Mme Brigitte Girardin , ministre déléguée à la coopération, au développement et à la francophonie , a rappelé que depuis 2002, le développement des pays du Sud constituait une priorité centrale du gouvernement, le Président de la République ayant fixé des objectifs ambitieux.
Ainsi, l'aide publique au développement sera portée à 0,5 % de notre revenu national brut en 2007 en vue d'atteindre les 0,7 % en 2012. Pour 2006, le projet de loi de finances est construit sur un objectif de 0,47 %, soit 8,2 milliards d'euros.

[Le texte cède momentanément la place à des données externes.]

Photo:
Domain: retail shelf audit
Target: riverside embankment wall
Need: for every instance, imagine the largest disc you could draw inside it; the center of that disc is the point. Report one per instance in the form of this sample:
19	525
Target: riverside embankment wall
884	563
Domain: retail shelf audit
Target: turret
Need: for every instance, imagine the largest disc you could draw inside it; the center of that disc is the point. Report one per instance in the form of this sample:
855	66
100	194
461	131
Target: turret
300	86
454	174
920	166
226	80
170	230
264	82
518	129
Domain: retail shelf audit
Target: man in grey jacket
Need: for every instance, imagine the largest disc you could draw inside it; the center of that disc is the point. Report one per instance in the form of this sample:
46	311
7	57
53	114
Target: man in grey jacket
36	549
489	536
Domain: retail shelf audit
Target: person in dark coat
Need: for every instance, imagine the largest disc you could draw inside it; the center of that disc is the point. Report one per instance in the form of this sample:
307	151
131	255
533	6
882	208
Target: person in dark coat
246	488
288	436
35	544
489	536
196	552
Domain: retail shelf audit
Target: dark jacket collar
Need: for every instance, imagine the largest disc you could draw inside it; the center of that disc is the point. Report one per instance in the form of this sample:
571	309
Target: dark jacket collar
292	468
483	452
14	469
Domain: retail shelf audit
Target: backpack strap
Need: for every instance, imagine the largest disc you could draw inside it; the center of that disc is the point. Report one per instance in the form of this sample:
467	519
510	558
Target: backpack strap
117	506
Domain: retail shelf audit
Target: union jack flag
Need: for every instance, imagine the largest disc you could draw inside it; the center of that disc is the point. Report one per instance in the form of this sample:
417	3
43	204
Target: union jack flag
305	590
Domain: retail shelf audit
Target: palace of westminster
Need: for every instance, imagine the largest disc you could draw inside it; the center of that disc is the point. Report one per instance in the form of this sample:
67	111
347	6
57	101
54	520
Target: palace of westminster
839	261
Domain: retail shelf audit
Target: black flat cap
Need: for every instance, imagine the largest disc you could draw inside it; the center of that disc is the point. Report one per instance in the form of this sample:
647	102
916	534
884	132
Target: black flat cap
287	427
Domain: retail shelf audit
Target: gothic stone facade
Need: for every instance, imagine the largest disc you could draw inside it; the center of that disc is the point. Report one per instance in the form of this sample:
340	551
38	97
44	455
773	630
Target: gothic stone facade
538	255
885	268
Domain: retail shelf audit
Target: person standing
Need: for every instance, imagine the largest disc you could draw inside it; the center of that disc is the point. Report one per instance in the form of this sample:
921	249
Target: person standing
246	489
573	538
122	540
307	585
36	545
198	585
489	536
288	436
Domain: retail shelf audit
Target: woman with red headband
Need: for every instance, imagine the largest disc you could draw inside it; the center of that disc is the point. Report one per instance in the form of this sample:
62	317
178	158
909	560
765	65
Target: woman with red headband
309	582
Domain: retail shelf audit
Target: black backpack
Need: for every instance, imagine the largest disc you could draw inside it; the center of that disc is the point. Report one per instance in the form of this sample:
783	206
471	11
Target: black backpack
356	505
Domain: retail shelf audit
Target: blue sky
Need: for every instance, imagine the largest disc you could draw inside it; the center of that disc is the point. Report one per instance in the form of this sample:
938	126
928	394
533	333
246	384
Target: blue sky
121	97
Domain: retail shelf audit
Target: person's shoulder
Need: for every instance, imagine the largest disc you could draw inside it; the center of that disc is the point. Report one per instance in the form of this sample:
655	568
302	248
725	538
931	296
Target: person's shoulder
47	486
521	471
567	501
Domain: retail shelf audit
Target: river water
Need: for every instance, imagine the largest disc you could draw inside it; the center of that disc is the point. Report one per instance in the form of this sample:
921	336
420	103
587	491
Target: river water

Mme Brigitte Girardin , se référant au sommet des Nations unies de septembre dernier, a précisé que la communauté internationale se rangeait désormais derrière cet objectif d'augmentation de l'aide, comme cela a été confirmé en juillet dernier lors du G8 de Gleneagles, tout comme elle partage l'approche française sur les buts ultimes de l'aide, les Objectifs du Millénaire pour le développement, qui visent à réduire la pauvreté de moitié dans le monde d'ici à 2015, ainsi que sur l'accent à mettre sur l'Afrique, continent qui ne bénéficie pas assez des effets positifs de la mondialisation.
La ministre déléguée à la coopération, au développement et à la francophonie a indiqué que la mise en oeuvre de la loi organique relative aux lois de finances (LOLF) se traduisait par deux innovations : la création d'une mission budgétaire « Aide publique au développement » regroupant des crédits des ministères des affaires étrangères et de l'économie, des finances et de l'industrie ; la réalisation d'un document intitulé « Politique française en faveur du développement », qui vise à clarifier les objectifs de notre aide, à savoir la mise en oeuvre des objectifs du Millénaire, la promotion du développement à travers les idées et le savoir-faire français et une gestion plus efficiente de l'aide publique au développement. Ce document comporte, comme le souhaitait le Parlement, un tableau établissant le lien entre les crédits budgétaires votés et le chiffre déclaré pour notre aide publique au développement, en l'occurrence 0,47 % du revenu national brut pour 2006.
S'agissant des crédits de la mission « Aide publique au développement », ils connaîtront en 2006 une augmentation sensible de 200 millions d'euros, soit 7 %.
Comme les années précédentes, la majeure partie de cet accroissement bénéficiera à nos engagements multilatéraux, notamment à travers les Nations unies et la Banque mondiale. La décision de porter notre contribution au Fonds mondial de lutte contre le sida, la tuberculose, et le paludisme, de 150 millions d'euros en 2005 à 300 millions d'euros en 2007, fait de la France le premier contributeur mondial à ce Fonds, devant les Etats-Unis. La France est également depuis janvier le premier contributeur au Fonds africain de développement, tout comme elle est aussi le premier contributeur au Fonds européen de développement.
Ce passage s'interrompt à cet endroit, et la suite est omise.